Sometimes, a number of different intra-genic mutations can lead to the same form of the genetic disorder. For example, thalassemia. This is the most familiar type of thalassemia. It involves decreased production of normal adult hemoglobin (Hb A), (All hemoglobin consists of two parts – heme and globin). The globin part of Hb A has 4 protein sections called polypeptide chains. Two of these chains are identical and are designated the alpha chains.
The other two chains are also identical to one another but differ from the alpha chains and are termed the beta chains. In persons with beta thalassemia, there is reduced or absent production of beta globin chains. In people with beta thalassemia, low levels of hemoglobin lead to a lack of oxygen in many parts of the body. Affected individuals have a shortage of red blood cells (anemia), which can cause pale skin, weakness, fatigue, and more serious complications.
There are approximately eight mutation sites in beta globin chain that leads to β-thalessemia. Homozygous individuals for β-thalessemia (homozygous for one or more mutation sites) have to take regular blood transfusions and other treatment also. Heterozygous (carriers) individuals have only a mild form of anemia.
As mutation at any one or more than one site in the beta globin chain can lead to β-thalessemia, therefore we need to perform eight such tests (or a single test to diagnose all the eight mutation sites) to detect the exact mutation site. But such tests will not be cost effective.
Therefore, a PCR-hybridization method has been devised to screen the different mutation sites within the same gene by using one reaction assay system. Firstly, we synthesize a set of eight sequence (mutation) specific oligonucleotide probes (P1-P8) such that each one of the synthesized oligonucleotide perfectly matches with a segment of target gene that corresponds to a particular mutation.
A poly dT (Thymidine homopolymer, ≈ 400 nucleotides) tail is added to 3’end of all the eight oligonucleotids. This poly dT tail helps in the physical attachment of the oligonucleotide to a predefined discrete spot on the nylon membrane and the rest of the oligonucleotide is free for further hybridization step.
All the eight sequence (mutation) specific oligonucleotide probes (P1-P8) are bound to the nylon membrane. Simultaneously, DNA (segments) test sample is amplified by PCR using primers such that one of each of the pairs is labeled with biotin (B) at the 5’end. Then conditions that allow the perfect hybridization of amplified DNA sequence (biotin labeled) and membrane bound probes are applied.

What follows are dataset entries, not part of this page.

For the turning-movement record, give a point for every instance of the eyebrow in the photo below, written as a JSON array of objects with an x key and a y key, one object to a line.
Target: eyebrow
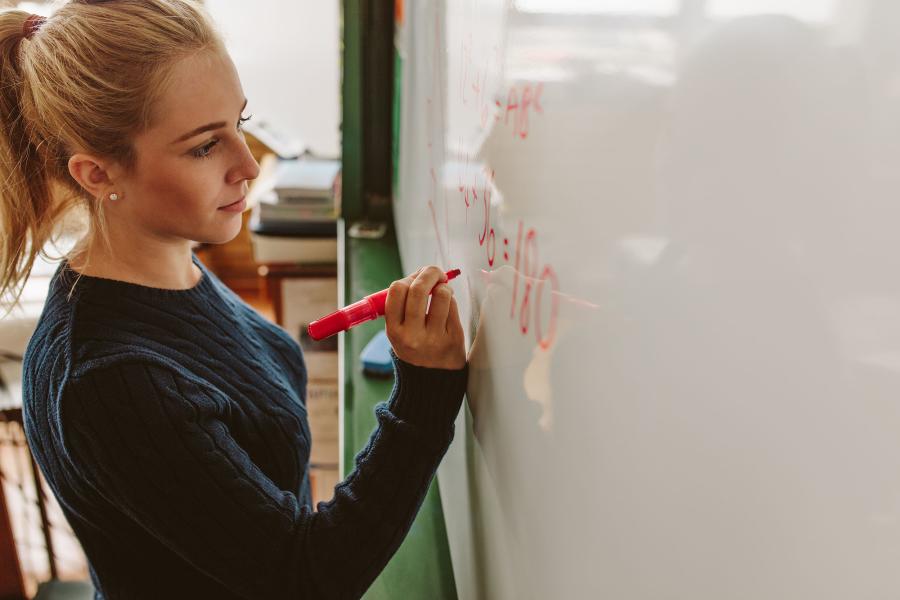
[{"x": 208, "y": 127}]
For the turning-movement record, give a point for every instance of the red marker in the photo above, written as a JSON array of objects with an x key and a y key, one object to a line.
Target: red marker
[{"x": 370, "y": 307}]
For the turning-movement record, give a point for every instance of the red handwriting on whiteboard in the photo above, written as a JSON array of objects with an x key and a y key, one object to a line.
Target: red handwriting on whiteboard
[
  {"x": 521, "y": 102},
  {"x": 536, "y": 281}
]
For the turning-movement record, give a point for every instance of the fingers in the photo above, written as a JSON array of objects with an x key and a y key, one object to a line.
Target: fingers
[
  {"x": 439, "y": 309},
  {"x": 417, "y": 298},
  {"x": 395, "y": 303},
  {"x": 453, "y": 324}
]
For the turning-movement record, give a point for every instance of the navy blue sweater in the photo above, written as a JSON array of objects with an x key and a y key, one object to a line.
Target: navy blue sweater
[{"x": 171, "y": 426}]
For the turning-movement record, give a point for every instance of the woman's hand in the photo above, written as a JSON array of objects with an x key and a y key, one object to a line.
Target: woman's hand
[{"x": 434, "y": 339}]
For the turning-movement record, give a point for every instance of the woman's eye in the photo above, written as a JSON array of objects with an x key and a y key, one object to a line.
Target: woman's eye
[{"x": 204, "y": 151}]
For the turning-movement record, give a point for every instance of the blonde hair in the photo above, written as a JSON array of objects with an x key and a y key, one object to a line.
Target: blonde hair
[{"x": 87, "y": 80}]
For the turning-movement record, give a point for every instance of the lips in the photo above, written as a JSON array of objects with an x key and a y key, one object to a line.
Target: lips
[{"x": 233, "y": 203}]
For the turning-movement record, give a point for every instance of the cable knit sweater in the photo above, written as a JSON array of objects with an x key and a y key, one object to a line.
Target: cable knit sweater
[{"x": 171, "y": 426}]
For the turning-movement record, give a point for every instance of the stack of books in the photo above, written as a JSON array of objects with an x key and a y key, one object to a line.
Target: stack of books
[{"x": 295, "y": 218}]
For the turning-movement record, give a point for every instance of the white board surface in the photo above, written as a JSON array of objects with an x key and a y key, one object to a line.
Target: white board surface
[{"x": 677, "y": 222}]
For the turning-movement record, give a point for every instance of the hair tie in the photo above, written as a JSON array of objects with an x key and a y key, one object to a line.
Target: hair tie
[{"x": 31, "y": 25}]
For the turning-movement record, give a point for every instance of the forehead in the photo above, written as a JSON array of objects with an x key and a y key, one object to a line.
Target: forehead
[{"x": 202, "y": 88}]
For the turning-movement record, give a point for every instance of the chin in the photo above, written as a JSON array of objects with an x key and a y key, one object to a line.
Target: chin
[{"x": 223, "y": 234}]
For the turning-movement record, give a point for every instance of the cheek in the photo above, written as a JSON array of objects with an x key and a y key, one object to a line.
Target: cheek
[{"x": 180, "y": 190}]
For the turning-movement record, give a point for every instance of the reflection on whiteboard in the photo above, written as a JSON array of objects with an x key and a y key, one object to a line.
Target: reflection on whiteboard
[{"x": 681, "y": 286}]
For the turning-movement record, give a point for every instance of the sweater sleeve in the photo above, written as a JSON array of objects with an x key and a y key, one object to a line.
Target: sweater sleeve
[{"x": 150, "y": 440}]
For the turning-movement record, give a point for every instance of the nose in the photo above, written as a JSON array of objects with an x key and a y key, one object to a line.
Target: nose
[{"x": 246, "y": 167}]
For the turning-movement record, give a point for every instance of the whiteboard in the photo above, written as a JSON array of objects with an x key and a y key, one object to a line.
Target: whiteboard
[{"x": 677, "y": 222}]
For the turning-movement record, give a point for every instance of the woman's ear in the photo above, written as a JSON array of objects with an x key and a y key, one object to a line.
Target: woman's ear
[{"x": 90, "y": 173}]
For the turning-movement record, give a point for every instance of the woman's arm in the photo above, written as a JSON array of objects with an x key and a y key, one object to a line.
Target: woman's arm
[{"x": 150, "y": 441}]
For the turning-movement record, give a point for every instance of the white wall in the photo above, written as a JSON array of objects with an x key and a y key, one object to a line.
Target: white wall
[{"x": 287, "y": 54}]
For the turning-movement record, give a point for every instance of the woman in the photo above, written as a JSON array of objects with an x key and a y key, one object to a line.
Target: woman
[{"x": 166, "y": 414}]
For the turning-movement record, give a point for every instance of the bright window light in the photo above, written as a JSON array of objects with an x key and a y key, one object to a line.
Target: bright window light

The amplified DNA sequence (biotin labeled) will bind to that specific probe (say P2) only which has the complementary sequence specific to a particular mutation. Then, streptavidin (SA) conjugated with alkaline phosphatase; AP (or horse radish peroxidase or urease) is added to the hybridization reaction mixture.
Streptavidin- alkaline phosphatase conjugate will bind to biotin labeled amplified DNA sequence only (as streptavidin has high affinity for biotin). After a particular duration of time when hybridization has occurred, the membrane is given a washing to remove any unbound material.
Then a colorless substrate is added to the hybridized reaction mixture. A colored spot will appear at the position (P2) where the amplified DNA sequence matches with a specific (mutation at site 2) oligonucleotide probe. Thus, we can detect the exact mutation site (amongst the entire eight mutation site) in a single gene by using a single filter assay.